Ricordo alcune sue frasi: «Spesso viene a mancare la cultura della fiducia, c’è quella del sospetto. Occorre far trionfare la cultura della carità».

«Per poter stare in piedi, è necessario saper stare in ginocchio».

«Lavorare sempre di più con spirito di sinodalità, mettere in attuazione l’amore reciproco: solo così viene una grande pace».

«Essere formati, aperti, nutriti»; e, a questo proposito, parla di Città Nuova, dell’editoria e delle sue proposte di ogni tipo per diffondere il bene: «Città Nuova può dare tantissimo, offrire un nuovo sguardo del Movimento, diffondere una speranza nuova. È sempre più universale, ci sono esperienze di vita, che sono sempre più efficaci e sostengono, formano culturalmente».

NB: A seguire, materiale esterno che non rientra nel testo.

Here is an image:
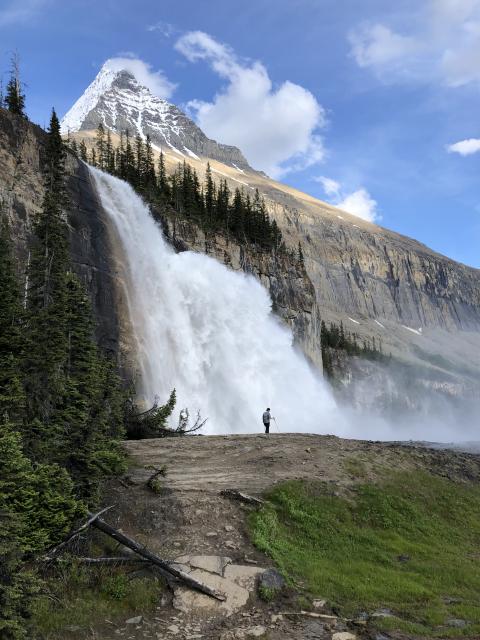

Ho paragonato Margaret ad un aquilone perché mi ha porta in alto sempre di più, mi insegna che sono libera se riesco ad amare e a perdonare, mi fa riscoprire il valore della pace, che deve partire dal mio cuore e invadere il mio angolo di mondo e poi tutti i Paesi, tutti i movimenti e gli ambienti del mondo per far nascere la fraternità universale.

Concludo con il messaggio del Meeting di Rimini: «In luoghi deserti, costruiremo mattoni nuovi».